El mundo brinda una corona a la medida de cada uno para que creamos que merecemos que nos rindan pleitesía. ¿De cuál te despojarías tú para ofrecerla a Cristo?

Krakenimages.com

Poder, riqueza y placer son tentaciones temporales que el mundo brinda en forma de corona hecha a la medida de cada uno. Y cuando encontramos la que nos queda mejor, sentimos que podemos mirar a los demás hacia abajo, como si fuéramos superiores, sin comprender que Cristo llevó una corona de espinas por nuestros pecados. ¿De cuál te despojarías tú para ofrecerla al Rey de reyes?

La soberbia nos mueve

Basta recordar que la naturaleza humana - y antes que la nuestra, la angélica - deseó emparejarse a la altura de la Divinidad. La soberbia le hizo rebelarse en contra de su Creador, haciéndola perder el paraíso (cfr. Gén 3). Sin embargo, la lección no fue aprendida por sus descendientes.
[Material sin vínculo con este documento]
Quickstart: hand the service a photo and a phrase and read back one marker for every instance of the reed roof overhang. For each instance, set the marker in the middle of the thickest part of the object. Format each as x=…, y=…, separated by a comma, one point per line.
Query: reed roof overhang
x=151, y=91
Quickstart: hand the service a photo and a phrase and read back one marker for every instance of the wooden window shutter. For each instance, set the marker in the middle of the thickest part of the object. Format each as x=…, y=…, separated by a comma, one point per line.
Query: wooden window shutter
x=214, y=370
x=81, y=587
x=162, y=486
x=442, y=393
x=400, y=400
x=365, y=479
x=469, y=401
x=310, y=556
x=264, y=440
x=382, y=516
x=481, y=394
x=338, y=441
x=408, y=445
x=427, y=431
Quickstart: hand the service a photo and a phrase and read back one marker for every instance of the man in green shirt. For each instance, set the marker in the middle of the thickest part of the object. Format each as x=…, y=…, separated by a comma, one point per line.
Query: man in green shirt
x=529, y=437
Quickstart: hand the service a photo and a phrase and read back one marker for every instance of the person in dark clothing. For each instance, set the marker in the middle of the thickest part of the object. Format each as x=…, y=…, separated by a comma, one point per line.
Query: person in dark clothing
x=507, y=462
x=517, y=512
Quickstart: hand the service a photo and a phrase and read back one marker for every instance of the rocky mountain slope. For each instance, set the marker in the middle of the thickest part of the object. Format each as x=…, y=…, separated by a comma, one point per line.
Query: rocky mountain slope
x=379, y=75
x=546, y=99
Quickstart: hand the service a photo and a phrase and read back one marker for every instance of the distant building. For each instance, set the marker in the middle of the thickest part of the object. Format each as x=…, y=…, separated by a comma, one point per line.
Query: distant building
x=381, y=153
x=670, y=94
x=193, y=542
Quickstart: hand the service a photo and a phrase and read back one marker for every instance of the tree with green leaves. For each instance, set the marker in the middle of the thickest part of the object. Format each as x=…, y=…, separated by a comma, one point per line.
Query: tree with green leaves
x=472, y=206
Por eso, la Biblia advierte sobre las consecuencias de desobedecer los mandatos de Dios:

"Reprendes a los soberbios, malditos los que se apartan de tus mandatos"  (Salmo 119, 21).

Y para muestra, tenemos muchos pasajes donde verificamos lo que le ocurre a los arrogantes, por ejemplo, cuando los hombres construyeron la torre de Babel (Gén 11),

O uno más dramático, cuando un grupo se opuso a Moisés y Aarón, desatando el castigo para esa gente, como leemos en el libro de los Números:

"... si el Señor realiza algo inusitado –si la tierra abre sus fauces para tragarlos con todos sus bienes y ellos bajan vivos al Abismo– ustedes sabrán que esta gente ha despreciado al Señor". Apenas Moisés terminó de pronunciar estas palabras, el suelo se partió debajo de sus pies, la tierra abrió sus fauces y los tragó junto con sus familias, con toda la gente de Coré y con todos sus bienes" (Núm 16, 30-32).

Despójate de tu corona

Por eso, el ejemplo supremo de humildad es Cristo hecho hombre, Dios que nos ha amado hasta el extremo y que renunció a su infinita dignidad para ser semejante a nosotros. Si Él ha se ha abajado hasta ese grado, ¿por qué nosotros imaginamos que merecemos que se nos rinda pleitesía?

Dios ha permitido que algunos nazcan en "pañales de seda" y otros en condiciones menos afortunadas - Él prefirió esta última - pero en ningún momento soliviantó a sus discípulos en su contra porque su Reino "no es de este mundo" (Jn 18, 36).

No nos equivoquemos entonces. El hecho de tener o saber más que otros, no nos hace mejores. Por el contrario, el que ha sido favorecido con mayor número de dones, que se haga servidor de sus hermanos (Mc 9, 35).

Por eso, las coronas terrenales de la riqueza, el poder, el placer y todo lo que nos tiente con diferenciarnos de nuestros semejantes deben ser destruidas.

Cada uno debe examinarse y, a la luz del Espíritu Santo, despojarse de su corona de vanidad y ofrecerla a Cristo como ofrenda de conversión. Que Dios nos ayude y María santísima nos acompañe en el proceso de nuestra vuelta a Jesús, el Salvador del mundo.